ResumableUploadAbortException: 401 Anonymous caller does not have storage.objects.create access to the Google Cloud Storage object. Permission 'storage.objects.create' denied on resource (or it may not exist).

Initializing the gcloud CLI

Install gsutil

We run

gcloud init

and then run

gsutil cp AIS_2022_06_20.csv gs://jordanbell2357/marinecadastre/

with success. Then

bq load --source_format=CSV --autodetect AIS_2022_06_21_to_27.AIS_2022_06_20 gs://jordanbell2357marinecadastre/AIS_2022_06_20.csv

with success.

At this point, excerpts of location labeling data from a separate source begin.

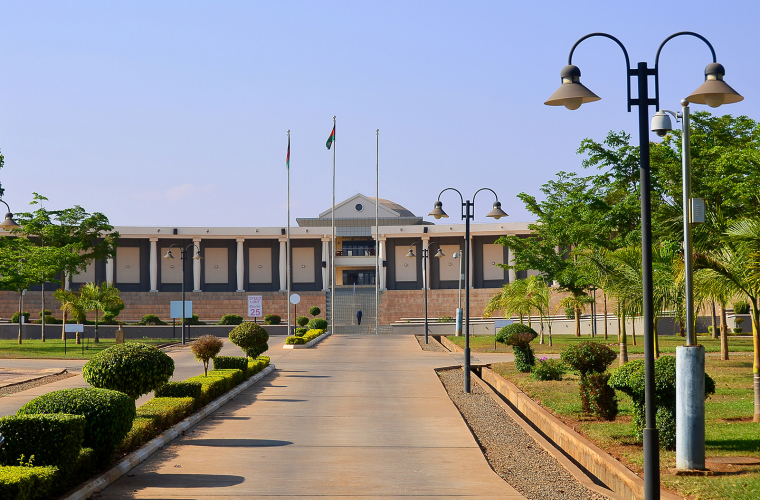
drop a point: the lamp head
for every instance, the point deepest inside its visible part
(661, 124)
(714, 91)
(571, 93)
(497, 212)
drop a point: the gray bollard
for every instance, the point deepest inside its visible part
(690, 407)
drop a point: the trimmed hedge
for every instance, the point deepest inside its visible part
(230, 362)
(27, 483)
(53, 439)
(134, 369)
(108, 414)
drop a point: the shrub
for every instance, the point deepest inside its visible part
(14, 318)
(272, 319)
(629, 379)
(741, 307)
(230, 362)
(206, 348)
(548, 369)
(179, 390)
(251, 338)
(108, 414)
(591, 360)
(134, 369)
(230, 319)
(151, 319)
(27, 483)
(53, 439)
(317, 324)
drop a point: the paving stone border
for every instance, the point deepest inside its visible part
(137, 457)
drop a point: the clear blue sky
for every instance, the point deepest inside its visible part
(175, 113)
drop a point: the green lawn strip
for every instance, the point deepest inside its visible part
(485, 343)
(729, 428)
(53, 348)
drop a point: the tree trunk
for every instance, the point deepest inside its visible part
(723, 333)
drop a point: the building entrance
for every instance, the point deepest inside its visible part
(359, 277)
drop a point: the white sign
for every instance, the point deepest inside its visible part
(175, 309)
(255, 306)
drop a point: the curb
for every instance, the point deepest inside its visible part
(308, 344)
(137, 457)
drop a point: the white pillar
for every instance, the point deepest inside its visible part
(511, 260)
(109, 270)
(196, 266)
(240, 265)
(153, 265)
(283, 266)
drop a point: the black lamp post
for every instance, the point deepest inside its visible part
(183, 256)
(467, 207)
(713, 92)
(411, 255)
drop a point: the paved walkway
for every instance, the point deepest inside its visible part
(357, 416)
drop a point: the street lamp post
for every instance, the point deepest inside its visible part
(183, 256)
(411, 255)
(713, 92)
(467, 207)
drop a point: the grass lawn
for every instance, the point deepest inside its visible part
(729, 428)
(485, 343)
(53, 348)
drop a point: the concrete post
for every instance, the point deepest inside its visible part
(690, 407)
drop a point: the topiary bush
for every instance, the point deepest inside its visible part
(108, 414)
(629, 379)
(251, 338)
(591, 360)
(519, 336)
(230, 319)
(134, 369)
(317, 324)
(272, 319)
(53, 439)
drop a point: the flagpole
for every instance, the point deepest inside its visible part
(377, 230)
(287, 246)
(334, 246)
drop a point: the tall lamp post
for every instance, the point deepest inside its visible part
(183, 256)
(411, 255)
(467, 214)
(713, 92)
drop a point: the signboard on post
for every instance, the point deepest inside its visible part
(175, 309)
(255, 307)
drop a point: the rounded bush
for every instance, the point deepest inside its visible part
(251, 338)
(108, 414)
(134, 369)
(317, 324)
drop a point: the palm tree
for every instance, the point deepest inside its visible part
(100, 298)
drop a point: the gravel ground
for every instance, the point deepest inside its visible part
(34, 383)
(432, 345)
(510, 451)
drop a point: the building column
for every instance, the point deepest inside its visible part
(109, 270)
(511, 261)
(283, 265)
(381, 269)
(196, 267)
(240, 265)
(153, 265)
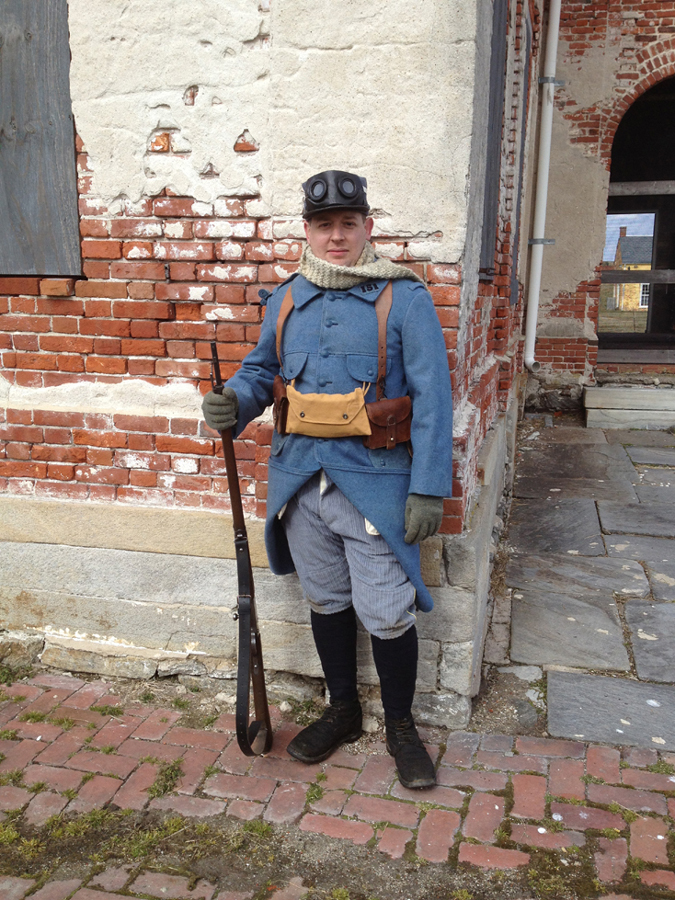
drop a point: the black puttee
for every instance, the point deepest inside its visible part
(254, 738)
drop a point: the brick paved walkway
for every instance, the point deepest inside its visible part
(498, 801)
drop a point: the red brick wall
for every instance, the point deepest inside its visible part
(158, 275)
(640, 35)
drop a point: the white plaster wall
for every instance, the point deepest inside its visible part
(377, 87)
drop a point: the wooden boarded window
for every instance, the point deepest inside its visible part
(39, 232)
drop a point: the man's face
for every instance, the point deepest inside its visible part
(338, 235)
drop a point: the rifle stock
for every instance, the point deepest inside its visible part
(256, 737)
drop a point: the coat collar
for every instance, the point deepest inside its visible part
(304, 290)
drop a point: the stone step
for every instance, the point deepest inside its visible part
(630, 398)
(632, 407)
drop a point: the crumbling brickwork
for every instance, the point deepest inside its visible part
(612, 50)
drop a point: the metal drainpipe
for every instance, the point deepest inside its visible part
(548, 83)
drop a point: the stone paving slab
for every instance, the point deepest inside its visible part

Now we clean up,

rm AIS_2022_06_20.zip
rm AIS_2022_06_20.csv

BigQuery

Query syntax | BigQuery

(SELECT MMSI,BaseDateTime,LAT,LON,SOG,COG,Heading,VesselType,Status,Length,Width FROM ais-data-385301.AIS_2022_06_21_to_27.AIS_2022_06_21)
UNION ALL
(SELECT MMSI,BaseDateTime,LAT,LON,SOG,COG,Heading,VesselType,Status,Length,Width FROM ais-data-385301.AIS_2022_06_21_to_27.AIS_2022_06_22)
UNION ALL
(SELECT MMSI,BaseDateTime,LAT,LON,SOG,COG,Heading,VesselType,Status,Length,Width FROM ais-data-385301.AIS_2022_06_21_to_27.AIS_2022_06_23)
UNION ALL
(SELECT MMSI,BaseDateTime,LAT,LON,SOG,COG,Heading,VesselType,Status,Length,Width FROM ais-data-385301.AIS_2022_06_21_to_27.AIS_2022_06_24)
UNION ALL
(SELECT MMSI,BaseDateTime,LAT,LON,SOG,COG,Heading,VesselType,Status,Length,Width FROM ais-data-385301.AIS_2022_06_21_to_27.AIS_2022_06_25)
UNION ALL
(SELECT MMSI,BaseDateTime,LAT,LON,SOG,COG,Heading,VesselType,Status,Length,Width FROM ais-data-385301.AIS_2022_06_21_to_27.AIS_2022_06_26)
UNION ALL
(SELECT MMSI,BaseDateTime,LAT,LON,SOG,COG,Heading,VesselType,Status,Length,Width FROM ais-data-385301.AIS_2022_06_21_to_27.AIS_2022_06_27)

We save the results to a BigQuery table, creating a new table we name AIS_2022_06_21_to_27 (ais-data-385301.AIS_2022_06_21_to_27.AIS_2022_06_21_to_27).